Yesterday morning I went back to the gym, which felt really good. It was nice getting back into a routine and seeing everyone there again. Devin stayed home because we had some things we needed to get done, and later in the day we had a virtual appointment with Abigail’s plastic surgeon in Boston. 

 

The appointment went really well and was very informative. We got all of our questions answered, and we’re excited to see how much of a difference this surgery could make in Abigail’s life. The images the doctor showed us comparing how her jaw looks now versus how it should look post-op showed a very big difference. 

 

He did explain that this is a very intricate surgery and will definitely last around six hours. He said this will not be like the airway surgery where things moved quicker than expected because there are so many detailed parts involved in this procedure. Abigail will spend some time in the PICU after surgery as well. He also mentioned that surgery most likely won’t happen any sooner than August because his schedule is currently packed.
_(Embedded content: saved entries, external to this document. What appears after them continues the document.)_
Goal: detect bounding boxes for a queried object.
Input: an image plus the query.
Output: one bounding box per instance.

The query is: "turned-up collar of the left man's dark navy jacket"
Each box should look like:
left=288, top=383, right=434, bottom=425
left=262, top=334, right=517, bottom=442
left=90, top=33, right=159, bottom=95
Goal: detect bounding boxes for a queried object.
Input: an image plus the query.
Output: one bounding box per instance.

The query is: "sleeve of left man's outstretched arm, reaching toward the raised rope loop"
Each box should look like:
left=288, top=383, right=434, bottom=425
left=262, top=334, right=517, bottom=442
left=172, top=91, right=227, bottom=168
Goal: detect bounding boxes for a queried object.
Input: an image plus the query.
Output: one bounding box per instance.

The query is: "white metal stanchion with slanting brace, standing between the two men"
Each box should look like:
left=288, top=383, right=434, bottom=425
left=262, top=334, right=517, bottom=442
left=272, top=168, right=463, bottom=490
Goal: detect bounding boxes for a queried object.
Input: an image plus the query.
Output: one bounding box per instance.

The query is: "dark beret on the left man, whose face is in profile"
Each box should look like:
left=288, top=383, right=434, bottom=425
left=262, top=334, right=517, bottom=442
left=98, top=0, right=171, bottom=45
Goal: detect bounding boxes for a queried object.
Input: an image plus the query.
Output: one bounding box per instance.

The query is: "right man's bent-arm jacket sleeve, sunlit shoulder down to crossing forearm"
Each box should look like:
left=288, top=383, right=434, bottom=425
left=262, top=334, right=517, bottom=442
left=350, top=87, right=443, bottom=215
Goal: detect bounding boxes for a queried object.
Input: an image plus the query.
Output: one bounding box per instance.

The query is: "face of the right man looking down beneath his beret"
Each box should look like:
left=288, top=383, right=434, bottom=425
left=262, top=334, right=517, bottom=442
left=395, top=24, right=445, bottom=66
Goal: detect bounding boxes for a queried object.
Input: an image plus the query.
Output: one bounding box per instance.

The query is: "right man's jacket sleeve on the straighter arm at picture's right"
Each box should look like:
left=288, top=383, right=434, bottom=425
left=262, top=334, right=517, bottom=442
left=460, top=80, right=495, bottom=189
Abigail will also be his only case that day. 

 

This morning both kids woke up not feeling well. Abigail was up multiple times throughout the night because she didn’t feel good. We’re hoping it’s just allergies. 

 

I also wanted to answer a question I’ve gotten multiple times lately: “Will we ever stop putting Abigail through surgeries?” The answer is yes. Devin and I have talked about this many times, and at some point, we will stop pursuing surgeries. The reason she has had multiple surgeries is that we truly believed they would help her. But we are also very aware that eventually there may come a point where surgeries become more elective rather than truly beneficial, and when that time comes, we will stop. 

 

We also understand there’s a chance Abigail may never get her trach removed, even after all these surgeries, and we are okay with that because at the end of the day, her trach has saved her life many times. Of course, as parents, we would love to one day see her without it, but we also trust that God has a plan for everything. 

 

One of the biggest things for Devin and me is knowing that we did everything we possibly could for her and took her wherever we believed she could get the best help. Right now, we truly feel she’s receiving the care she needs in Boston.